Huang Yu and China's State Secrets

According to China.org, Huang Yu is a researcher who worked for a Chengdu-based encryption research institute between 1997 and 2004 but was dismissed for poor work performance in 2002.

At the time, Huang allegedly contacted a spy agency overseas to sell confidential information to them, most of which he was able to acquire from his work.

In June, he met with a representative of that foreign agency in a hotel located in an unidentified Southeast Asian country.

According to the outlet, he was paid $10,000 for three electronic documents that contained state military secrets and was promised a monthly payment of $50,000 by the foreign spy if he delivered more documents to them.

Prior to his arrest in 2011, Huang earned a total of $700,000 for leaking over 150,000 classified materials.

Aside from Huang, a Chinese court also sentenced his wife, Tang, to spend five years in prison, while her brother, identified only as Tan, was given three years imprisonment for "negligent disclosure of state secrets."

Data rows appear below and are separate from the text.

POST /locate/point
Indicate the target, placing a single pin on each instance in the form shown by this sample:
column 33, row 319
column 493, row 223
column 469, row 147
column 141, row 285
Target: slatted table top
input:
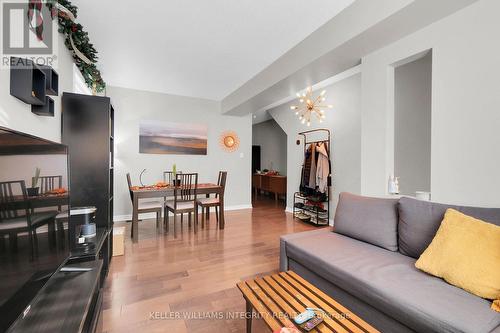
column 278, row 298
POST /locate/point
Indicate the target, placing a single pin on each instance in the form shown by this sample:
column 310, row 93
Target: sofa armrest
column 286, row 238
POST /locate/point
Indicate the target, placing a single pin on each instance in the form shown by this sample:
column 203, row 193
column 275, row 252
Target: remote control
column 304, row 316
column 312, row 323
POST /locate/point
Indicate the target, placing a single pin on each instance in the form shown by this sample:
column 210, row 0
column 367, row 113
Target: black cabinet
column 27, row 81
column 87, row 130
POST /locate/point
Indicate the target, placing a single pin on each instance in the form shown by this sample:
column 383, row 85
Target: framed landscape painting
column 156, row 137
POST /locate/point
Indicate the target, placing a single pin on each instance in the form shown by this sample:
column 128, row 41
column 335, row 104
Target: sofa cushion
column 466, row 253
column 419, row 221
column 371, row 220
column 389, row 282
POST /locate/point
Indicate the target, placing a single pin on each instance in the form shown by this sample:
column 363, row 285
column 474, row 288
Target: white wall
column 132, row 106
column 344, row 122
column 272, row 140
column 465, row 107
column 17, row 115
column 412, row 125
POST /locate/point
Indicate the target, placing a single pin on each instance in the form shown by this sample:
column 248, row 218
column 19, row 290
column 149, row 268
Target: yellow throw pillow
column 465, row 252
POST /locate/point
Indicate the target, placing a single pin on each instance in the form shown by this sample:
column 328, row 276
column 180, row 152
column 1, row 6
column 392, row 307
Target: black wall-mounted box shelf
column 46, row 110
column 27, row 81
column 51, row 80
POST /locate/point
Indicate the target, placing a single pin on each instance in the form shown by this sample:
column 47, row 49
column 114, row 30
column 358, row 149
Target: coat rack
column 301, row 210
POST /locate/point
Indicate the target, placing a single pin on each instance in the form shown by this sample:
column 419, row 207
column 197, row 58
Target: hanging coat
column 306, row 168
column 312, row 173
column 322, row 168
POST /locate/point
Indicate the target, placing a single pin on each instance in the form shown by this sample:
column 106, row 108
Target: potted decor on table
column 34, row 189
column 177, row 182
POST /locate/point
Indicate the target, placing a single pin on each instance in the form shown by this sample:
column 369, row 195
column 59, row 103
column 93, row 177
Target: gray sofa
column 368, row 265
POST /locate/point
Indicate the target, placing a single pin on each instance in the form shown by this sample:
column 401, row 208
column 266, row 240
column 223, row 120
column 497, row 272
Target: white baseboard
column 128, row 217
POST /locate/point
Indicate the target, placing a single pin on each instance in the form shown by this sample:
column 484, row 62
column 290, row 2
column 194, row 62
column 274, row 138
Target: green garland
column 81, row 40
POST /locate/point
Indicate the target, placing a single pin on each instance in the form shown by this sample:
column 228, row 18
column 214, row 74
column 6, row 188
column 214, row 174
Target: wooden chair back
column 221, row 181
column 168, row 177
column 129, row 182
column 187, row 189
column 10, row 192
column 50, row 183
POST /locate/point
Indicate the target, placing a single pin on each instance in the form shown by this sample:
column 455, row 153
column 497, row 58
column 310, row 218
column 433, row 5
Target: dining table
column 148, row 192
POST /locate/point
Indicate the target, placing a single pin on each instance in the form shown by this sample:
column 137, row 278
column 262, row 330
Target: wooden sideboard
column 269, row 183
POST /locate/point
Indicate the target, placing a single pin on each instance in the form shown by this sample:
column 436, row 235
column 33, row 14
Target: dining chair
column 206, row 203
column 184, row 199
column 50, row 183
column 168, row 177
column 16, row 215
column 154, row 206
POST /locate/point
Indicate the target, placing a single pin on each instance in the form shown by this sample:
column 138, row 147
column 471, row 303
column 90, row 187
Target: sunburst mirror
column 229, row 141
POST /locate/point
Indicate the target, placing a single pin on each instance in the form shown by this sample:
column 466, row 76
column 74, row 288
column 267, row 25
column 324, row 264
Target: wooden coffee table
column 278, row 298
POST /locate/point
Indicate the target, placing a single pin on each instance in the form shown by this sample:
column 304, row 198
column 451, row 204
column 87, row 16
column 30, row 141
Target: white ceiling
column 201, row 48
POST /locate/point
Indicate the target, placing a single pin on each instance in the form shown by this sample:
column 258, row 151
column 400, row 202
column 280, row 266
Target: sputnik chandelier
column 310, row 105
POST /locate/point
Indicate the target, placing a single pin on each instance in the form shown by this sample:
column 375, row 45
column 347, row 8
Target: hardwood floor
column 161, row 280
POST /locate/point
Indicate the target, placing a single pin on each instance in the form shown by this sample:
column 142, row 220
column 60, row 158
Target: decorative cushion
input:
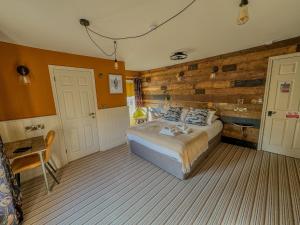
column 173, row 114
column 210, row 117
column 197, row 117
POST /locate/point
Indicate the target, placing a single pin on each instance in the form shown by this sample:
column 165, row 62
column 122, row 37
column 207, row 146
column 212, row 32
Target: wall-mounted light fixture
column 214, row 71
column 243, row 13
column 178, row 56
column 23, row 72
column 180, row 76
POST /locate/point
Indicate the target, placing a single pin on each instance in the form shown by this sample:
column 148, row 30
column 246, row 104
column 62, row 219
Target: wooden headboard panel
column 241, row 75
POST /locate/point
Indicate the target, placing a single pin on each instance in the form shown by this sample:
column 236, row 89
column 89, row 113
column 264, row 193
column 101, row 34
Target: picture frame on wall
column 115, row 84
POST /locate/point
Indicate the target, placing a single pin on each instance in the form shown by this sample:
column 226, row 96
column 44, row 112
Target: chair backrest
column 49, row 141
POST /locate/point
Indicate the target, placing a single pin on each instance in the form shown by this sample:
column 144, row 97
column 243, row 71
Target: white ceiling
column 206, row 29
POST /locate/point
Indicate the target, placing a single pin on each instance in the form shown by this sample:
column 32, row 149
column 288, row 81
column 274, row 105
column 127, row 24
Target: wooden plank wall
column 241, row 75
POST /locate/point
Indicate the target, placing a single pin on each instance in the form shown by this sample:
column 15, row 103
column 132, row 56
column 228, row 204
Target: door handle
column 270, row 113
column 92, row 115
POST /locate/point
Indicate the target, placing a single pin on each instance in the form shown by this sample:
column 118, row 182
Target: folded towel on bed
column 188, row 146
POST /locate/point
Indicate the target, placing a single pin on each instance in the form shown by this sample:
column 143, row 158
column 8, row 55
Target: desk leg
column 44, row 171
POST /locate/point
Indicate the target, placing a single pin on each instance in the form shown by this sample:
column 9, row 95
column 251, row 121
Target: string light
column 86, row 24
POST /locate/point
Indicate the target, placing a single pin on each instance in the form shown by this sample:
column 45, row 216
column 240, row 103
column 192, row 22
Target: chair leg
column 52, row 175
column 18, row 178
column 50, row 165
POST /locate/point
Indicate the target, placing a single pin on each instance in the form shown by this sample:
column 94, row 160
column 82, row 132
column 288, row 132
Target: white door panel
column 281, row 133
column 76, row 102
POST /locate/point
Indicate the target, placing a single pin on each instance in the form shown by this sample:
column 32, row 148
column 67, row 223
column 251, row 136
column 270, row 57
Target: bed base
column 170, row 164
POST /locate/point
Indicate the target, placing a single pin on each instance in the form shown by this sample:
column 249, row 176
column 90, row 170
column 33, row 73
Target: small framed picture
column 115, row 84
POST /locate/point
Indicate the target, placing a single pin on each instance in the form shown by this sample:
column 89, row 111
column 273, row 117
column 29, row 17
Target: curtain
column 138, row 92
column 10, row 195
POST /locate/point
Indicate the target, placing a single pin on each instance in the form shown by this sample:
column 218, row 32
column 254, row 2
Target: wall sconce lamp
column 180, row 76
column 243, row 13
column 23, row 72
column 214, row 71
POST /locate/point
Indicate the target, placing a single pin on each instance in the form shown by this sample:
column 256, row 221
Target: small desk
column 38, row 147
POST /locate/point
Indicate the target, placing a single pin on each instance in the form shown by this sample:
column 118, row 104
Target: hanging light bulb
column 243, row 13
column 116, row 61
column 116, row 64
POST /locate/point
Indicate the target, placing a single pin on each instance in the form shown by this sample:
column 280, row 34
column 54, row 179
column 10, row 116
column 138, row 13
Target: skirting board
column 112, row 126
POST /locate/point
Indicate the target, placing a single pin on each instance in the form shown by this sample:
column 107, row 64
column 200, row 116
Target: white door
column 282, row 124
column 77, row 106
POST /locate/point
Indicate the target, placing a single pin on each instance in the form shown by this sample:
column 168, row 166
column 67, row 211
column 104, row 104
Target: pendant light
column 243, row 16
column 116, row 65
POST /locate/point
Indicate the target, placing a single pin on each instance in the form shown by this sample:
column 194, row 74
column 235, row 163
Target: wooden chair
column 32, row 161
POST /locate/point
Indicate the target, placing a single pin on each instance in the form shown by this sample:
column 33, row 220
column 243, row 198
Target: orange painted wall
column 18, row 101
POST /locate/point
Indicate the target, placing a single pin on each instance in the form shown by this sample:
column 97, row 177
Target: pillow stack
column 173, row 114
column 197, row 117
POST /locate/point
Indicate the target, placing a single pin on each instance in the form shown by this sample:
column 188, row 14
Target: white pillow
column 183, row 114
column 211, row 117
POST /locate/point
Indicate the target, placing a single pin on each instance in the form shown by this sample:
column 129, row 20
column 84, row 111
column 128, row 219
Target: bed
column 146, row 142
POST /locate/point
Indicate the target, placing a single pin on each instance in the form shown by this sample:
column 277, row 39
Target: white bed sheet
column 211, row 130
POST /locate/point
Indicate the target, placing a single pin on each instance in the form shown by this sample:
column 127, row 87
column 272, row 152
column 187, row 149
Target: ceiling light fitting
column 86, row 24
column 243, row 16
column 178, row 56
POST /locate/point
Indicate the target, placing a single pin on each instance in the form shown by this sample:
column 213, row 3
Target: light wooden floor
column 234, row 185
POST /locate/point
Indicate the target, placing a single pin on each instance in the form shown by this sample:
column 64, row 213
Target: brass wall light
column 23, row 72
column 214, row 71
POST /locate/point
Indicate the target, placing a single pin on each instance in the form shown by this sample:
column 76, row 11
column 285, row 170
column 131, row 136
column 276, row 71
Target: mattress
column 212, row 131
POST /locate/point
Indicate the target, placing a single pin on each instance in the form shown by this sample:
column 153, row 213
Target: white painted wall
column 112, row 125
column 15, row 130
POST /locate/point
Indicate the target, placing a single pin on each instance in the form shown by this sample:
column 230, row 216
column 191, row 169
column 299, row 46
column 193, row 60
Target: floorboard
column 234, row 185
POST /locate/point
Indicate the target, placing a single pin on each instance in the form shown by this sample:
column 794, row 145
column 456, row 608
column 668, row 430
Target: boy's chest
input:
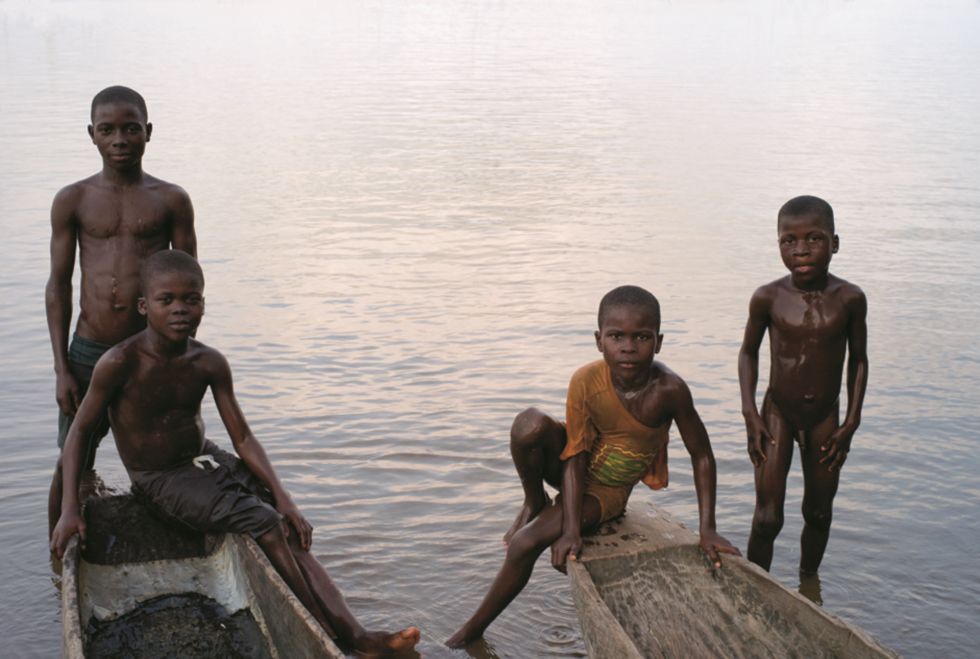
column 143, row 216
column 171, row 387
column 625, row 424
column 812, row 316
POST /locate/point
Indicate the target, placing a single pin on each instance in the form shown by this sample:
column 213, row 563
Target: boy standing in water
column 151, row 386
column 619, row 410
column 813, row 319
column 115, row 219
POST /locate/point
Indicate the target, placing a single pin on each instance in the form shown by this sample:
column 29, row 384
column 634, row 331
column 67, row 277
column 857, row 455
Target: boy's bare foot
column 527, row 512
column 379, row 643
column 459, row 639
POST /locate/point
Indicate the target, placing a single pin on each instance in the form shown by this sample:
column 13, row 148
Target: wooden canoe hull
column 643, row 588
column 232, row 570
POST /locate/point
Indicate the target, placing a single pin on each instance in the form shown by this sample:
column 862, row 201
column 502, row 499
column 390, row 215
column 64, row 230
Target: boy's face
column 120, row 132
column 628, row 339
column 173, row 304
column 806, row 246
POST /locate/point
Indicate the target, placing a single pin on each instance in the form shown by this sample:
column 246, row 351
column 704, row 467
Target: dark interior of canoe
column 145, row 587
column 177, row 624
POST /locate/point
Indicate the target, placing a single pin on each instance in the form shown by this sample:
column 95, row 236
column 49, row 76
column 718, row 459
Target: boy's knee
column 818, row 517
column 522, row 545
column 272, row 538
column 529, row 425
column 767, row 523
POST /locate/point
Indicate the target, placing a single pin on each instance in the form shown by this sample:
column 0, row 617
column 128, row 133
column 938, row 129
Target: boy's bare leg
column 770, row 488
column 273, row 543
column 819, row 488
column 334, row 607
column 536, row 442
column 54, row 499
column 522, row 552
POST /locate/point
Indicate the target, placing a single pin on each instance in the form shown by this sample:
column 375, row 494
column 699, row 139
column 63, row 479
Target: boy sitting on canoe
column 619, row 410
column 813, row 319
column 152, row 385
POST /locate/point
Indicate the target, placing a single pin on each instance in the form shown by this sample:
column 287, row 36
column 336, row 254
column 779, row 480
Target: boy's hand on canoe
column 714, row 544
column 567, row 547
column 304, row 529
column 68, row 525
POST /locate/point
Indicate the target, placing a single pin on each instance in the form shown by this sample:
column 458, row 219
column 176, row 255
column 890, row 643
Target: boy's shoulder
column 73, row 192
column 164, row 187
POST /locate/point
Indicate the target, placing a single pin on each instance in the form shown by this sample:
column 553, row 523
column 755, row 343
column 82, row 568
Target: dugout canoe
column 643, row 588
column 144, row 588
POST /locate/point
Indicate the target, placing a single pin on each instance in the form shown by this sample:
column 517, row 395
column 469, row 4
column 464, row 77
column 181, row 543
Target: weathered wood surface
column 132, row 557
column 643, row 588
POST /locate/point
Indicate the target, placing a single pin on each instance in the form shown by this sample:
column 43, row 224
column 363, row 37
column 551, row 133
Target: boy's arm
column 183, row 237
column 696, row 441
column 57, row 296
column 839, row 442
column 569, row 545
column 748, row 377
column 250, row 450
column 106, row 378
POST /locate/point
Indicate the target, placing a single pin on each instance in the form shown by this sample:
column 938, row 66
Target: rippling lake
column 408, row 211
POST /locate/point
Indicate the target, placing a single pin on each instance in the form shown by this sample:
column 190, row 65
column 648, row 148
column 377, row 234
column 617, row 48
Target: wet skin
column 152, row 385
column 814, row 320
column 114, row 220
column 653, row 394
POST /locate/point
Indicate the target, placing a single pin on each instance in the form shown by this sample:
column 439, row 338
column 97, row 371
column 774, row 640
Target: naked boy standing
column 113, row 219
column 814, row 320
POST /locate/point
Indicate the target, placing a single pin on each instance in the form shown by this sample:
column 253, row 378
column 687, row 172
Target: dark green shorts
column 82, row 355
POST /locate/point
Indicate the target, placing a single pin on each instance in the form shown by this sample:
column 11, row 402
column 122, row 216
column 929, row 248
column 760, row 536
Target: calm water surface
column 408, row 211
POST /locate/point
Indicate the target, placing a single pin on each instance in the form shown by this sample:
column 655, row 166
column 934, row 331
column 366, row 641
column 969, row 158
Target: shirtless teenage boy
column 151, row 385
column 619, row 410
column 115, row 219
column 813, row 319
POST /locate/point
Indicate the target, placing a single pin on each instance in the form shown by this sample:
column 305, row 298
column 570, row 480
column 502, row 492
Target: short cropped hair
column 169, row 260
column 629, row 295
column 807, row 205
column 119, row 94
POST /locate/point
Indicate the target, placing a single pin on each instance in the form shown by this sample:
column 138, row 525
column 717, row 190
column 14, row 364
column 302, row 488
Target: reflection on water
column 407, row 213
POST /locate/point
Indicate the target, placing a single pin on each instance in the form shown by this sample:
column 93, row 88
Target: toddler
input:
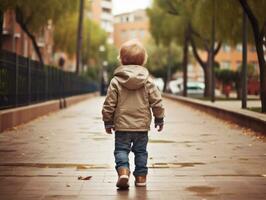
column 127, row 109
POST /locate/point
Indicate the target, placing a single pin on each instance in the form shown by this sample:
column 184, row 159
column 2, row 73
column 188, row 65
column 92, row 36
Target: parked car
column 193, row 88
column 159, row 83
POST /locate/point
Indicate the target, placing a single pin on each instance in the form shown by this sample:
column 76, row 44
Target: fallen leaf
column 84, row 178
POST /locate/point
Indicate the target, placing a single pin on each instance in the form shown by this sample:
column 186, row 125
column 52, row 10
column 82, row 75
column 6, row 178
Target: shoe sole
column 122, row 182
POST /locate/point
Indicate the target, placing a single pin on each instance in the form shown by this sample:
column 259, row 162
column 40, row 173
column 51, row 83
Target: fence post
column 46, row 82
column 16, row 81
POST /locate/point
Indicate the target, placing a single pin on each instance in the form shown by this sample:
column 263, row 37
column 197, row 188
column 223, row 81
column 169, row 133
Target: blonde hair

China's Efforts Against Espionage

Deemed as one of the most powerful nations in the East, China is a country that does not tolerate espionage when it's on the receiving end of the crime and Huang's death sentence is the latest proof of this fact.

In 2012, Chinese authorities sentenced a man identified as Tang with 15 years behind bars after he was found guilty of earning over 200,000 yuan ($30,880) for leaking military secrets to foreign organizations.

Three years after, four employees of one of Sichuan Province's top defense industry companies were sentenced for allegedly selling classified information about China's state-of-art weapons to foreign intelligence agencies, China Daily reported.

According to the outlet, one of the suspects known as Wen was approached online by an alias "H" and was offered a part-time job.

At the time, "H" told Wen that he was a journalist from a foreign media outlet and proposed to pay him a salary of 3,200 yuan ($534) per month if Wen allowed him access to restricted data.